Que la corrupción política es un grave problema de Estado no se le escapa a nadie en este país. No solo por el ingente ... presupuesto público —dinero que aporta la ciudadanía con sus impuestos— que se pierde cada año, muchas veces de forma impune, sino también por el profundo daño social que genera.
Desde el rey hasta el peón de obra en una imaginaria escala social, apropiarse de lo que no es de uno no solo constituye un delito; también es moralmente reprobable.
Sin embargo, en España parece haberse instalado una curiosa dualidad ética. Desde los tiempos de aquellos «espabilados» de la era González, hay corruptos Robin Hood y corruptos Darth Vader. A unos se les lava la cara, a otros se les hunde en el fango, y todo ello de forma tan aleatoria como los vientos políticos que recorren Europa: unas veces de izquierda, otras de ultraderecha.

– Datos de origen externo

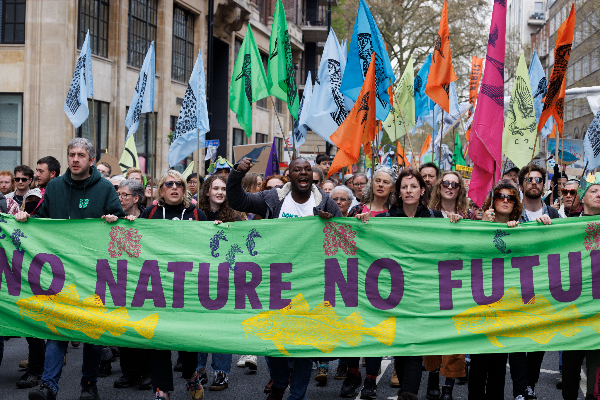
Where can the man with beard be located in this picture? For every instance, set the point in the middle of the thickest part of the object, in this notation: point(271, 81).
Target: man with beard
point(297, 198)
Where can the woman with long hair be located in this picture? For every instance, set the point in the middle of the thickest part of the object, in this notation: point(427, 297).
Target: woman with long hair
point(449, 195)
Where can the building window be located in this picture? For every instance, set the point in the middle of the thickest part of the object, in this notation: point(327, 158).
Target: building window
point(261, 138)
point(183, 164)
point(183, 45)
point(12, 30)
point(93, 15)
point(11, 130)
point(142, 30)
point(100, 117)
point(145, 142)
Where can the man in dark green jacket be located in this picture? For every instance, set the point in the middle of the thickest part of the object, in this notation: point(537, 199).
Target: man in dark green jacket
point(79, 193)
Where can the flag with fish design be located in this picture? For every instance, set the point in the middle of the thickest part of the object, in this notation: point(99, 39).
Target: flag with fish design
point(82, 86)
point(327, 108)
point(281, 80)
point(485, 143)
point(192, 122)
point(248, 82)
point(520, 125)
point(366, 40)
point(402, 117)
point(343, 289)
point(539, 87)
point(143, 95)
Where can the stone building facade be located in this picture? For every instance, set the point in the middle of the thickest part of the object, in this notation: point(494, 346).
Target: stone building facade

Y ello es relevante tras las recientes declaraciones del señor Feijóo, líder del PP, quien parece haber descubierto que en España «se juega». A sus ojos, la corrupción «insoportable» está en el Ejecutivo central, mientras que los escándalos que afectan a su entorno —desde el PP de Madrid hasta el exsecretario de Estado de Seguridad, Francisco Martínez, o la policía patriótica de Fernández Díaz— son simplemente «casos aislados».
Ese relato selectivo sirve, una vez más, como excusa para movilizar a su electorado en la calle contra el Gobierno. Pero aquí conviene hacer una distinción importante. Las manifestaciones y protestas son un instrumento legítimo de la sociedad civil para expresar su malestar o exigir atención a causas que no encuentran eco en el atril del Congreso. Cuando es un partido político con representación parlamentaria el que recurre a esta vía, la cosa cambia: lo que pone de manifiesto no es tanto su capacidad de movilización como su incapacidad e impotencia para ejercer la política desde las instituciones.